Some would say that certain changes were simply the introduction of more bureaucratic red tape to deter would be investors from investing in the rental market.
Others would argue differently, claiming that these changes have resulted in a fairer marketplace, where the tenant is better protected and removing more unscrupulous landlords who portrayed a negative impact on the whole sector.
Whatever point of view, the latest proposed changes could have a significant impact on landlords and their rental properties.
The Government is proposing increasing the Minimum Energy Efficiency Standards (MEES), contained in the Minimum Energy Efficiency of Buildings Bill.
Landlords know that when their properties are being let or sold, they need an Energy Performance Certificate (EPC), designed to measure the property’s energy efficiency.
All properties must meet a minimum standard - Level E before a property can be rented and failure to meet that standard can result in hefty fines.
However, new EPC regulations would mean that from 2025, rental properties would require a certification rating of C or above.
It is our understanding that these proposed changes will be phased in over several years, with new tenancies all compliant by 2025, and all tenancies existing tenancies from 2028.
Whichever way you look at it, this could have a significant financial impact for landlords in striving to bring their properties in line with the new guidelines, especially as they will not be allowed to advertise property for rent if the EPC is not rated at C or above.

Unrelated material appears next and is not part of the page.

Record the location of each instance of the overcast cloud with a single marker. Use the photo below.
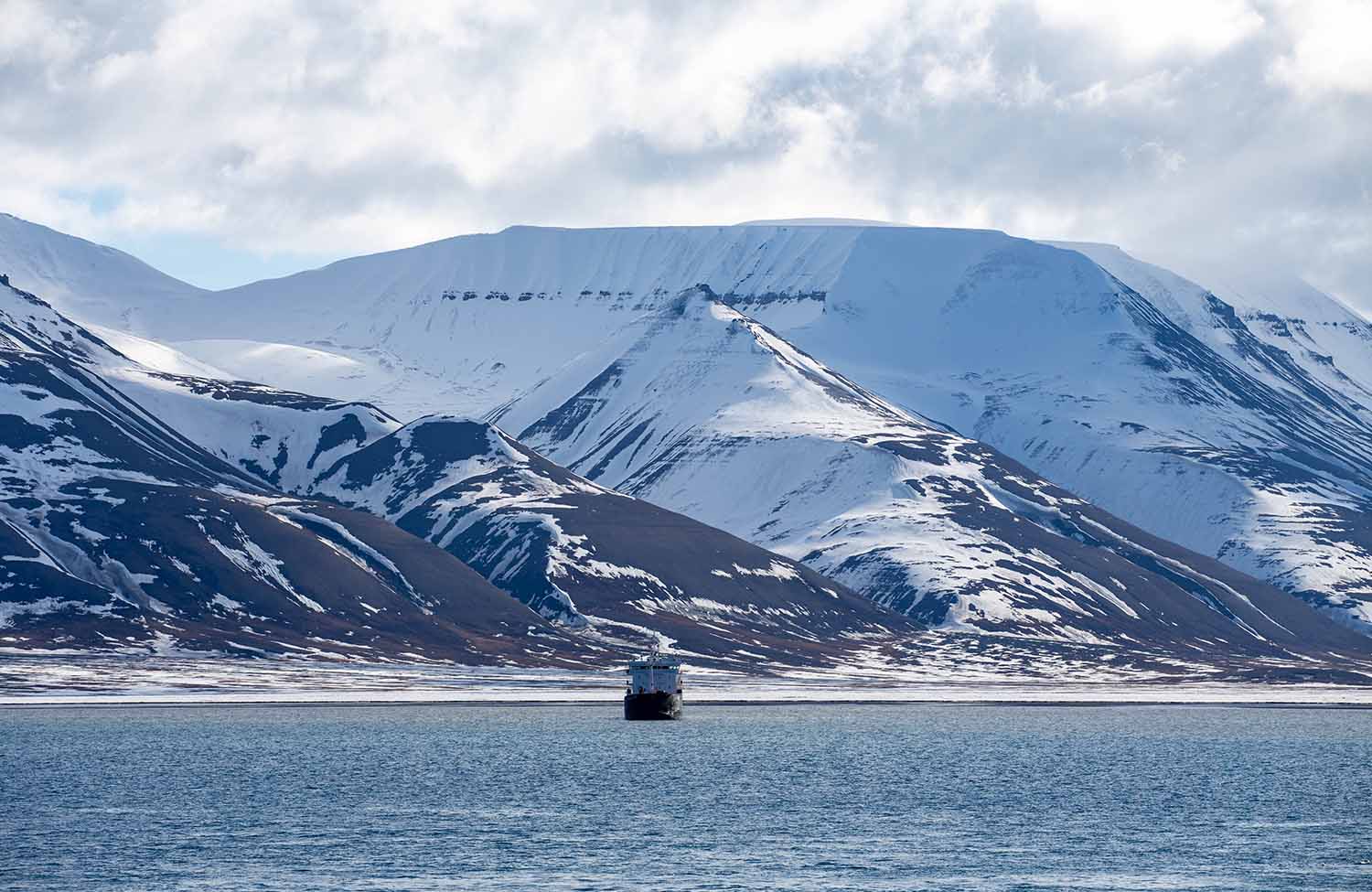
(1187, 131)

What does this mean for UK landlords?
For many landlords this change will mean investing in additional insulation, lighting, double glazing, A rated energy efficient boilers and smart meters to reach the new minimum MEES. In fact, some industry experts believe that the new regulations and requirements may not be achievable – we have read of as many as 33% believing they will be unable to reach the required minimum target.

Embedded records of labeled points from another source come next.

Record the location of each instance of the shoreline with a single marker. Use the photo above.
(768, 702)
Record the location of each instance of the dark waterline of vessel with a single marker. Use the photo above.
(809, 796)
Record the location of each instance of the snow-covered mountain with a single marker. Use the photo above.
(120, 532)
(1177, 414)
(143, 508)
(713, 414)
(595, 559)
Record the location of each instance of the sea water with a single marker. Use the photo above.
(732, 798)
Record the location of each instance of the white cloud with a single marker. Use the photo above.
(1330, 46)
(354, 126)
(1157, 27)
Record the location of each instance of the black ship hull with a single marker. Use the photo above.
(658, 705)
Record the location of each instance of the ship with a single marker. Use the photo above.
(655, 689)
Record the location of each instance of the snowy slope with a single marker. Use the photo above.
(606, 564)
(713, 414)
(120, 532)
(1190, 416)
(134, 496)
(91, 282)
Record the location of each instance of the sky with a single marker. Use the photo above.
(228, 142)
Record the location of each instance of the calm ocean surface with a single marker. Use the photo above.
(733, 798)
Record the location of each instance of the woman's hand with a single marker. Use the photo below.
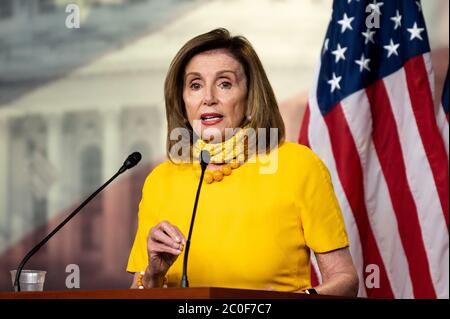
(165, 243)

Of direct greater concern to landlords will be return on their investment (ROI). Recent analysis by one lender stated that many cited the lack of ROI as their primary concern and not the up-front costs to achieve the minimum MEES.
For example, older Victorian properties will cost far more to upgrade to meet the new requirements than newer properties but, the investment is not likely to be matched by increases in rental income.

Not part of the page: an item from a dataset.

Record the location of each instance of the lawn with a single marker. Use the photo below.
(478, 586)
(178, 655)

The proposed bill is set to be read and debated by MP’s this Autumn, but with an estimated 60%, or 2.9m rental properties falling short of the proposed minimum MEES, the investment cost to meet the Government objective could be huge.
Open Property Group believe that nobody would argue that we all have to do something to improve property energy efficiency and contribute to reducing our collective carbon footprint.
As mentioned, for landlords they face more red tape, increased costs with the likelihood of minimal return on their investment, certainly in the short term.
For tenants however, this will be good news. Their homes will be more efficient, warmer, potentially cheaper to run, and create an overall improved living environment. Overall, the aim must be that we all end up with a more efficient housing sector better positioned for the environmental challenges of the future.
So, the proposed changes are designed to ensure homes are more energy-efficient, all contributing towards the government's net-zero targets. Whilst that has to be good for us all, the key question is can it be achieved in the timescales and what backlash from landlords will this create?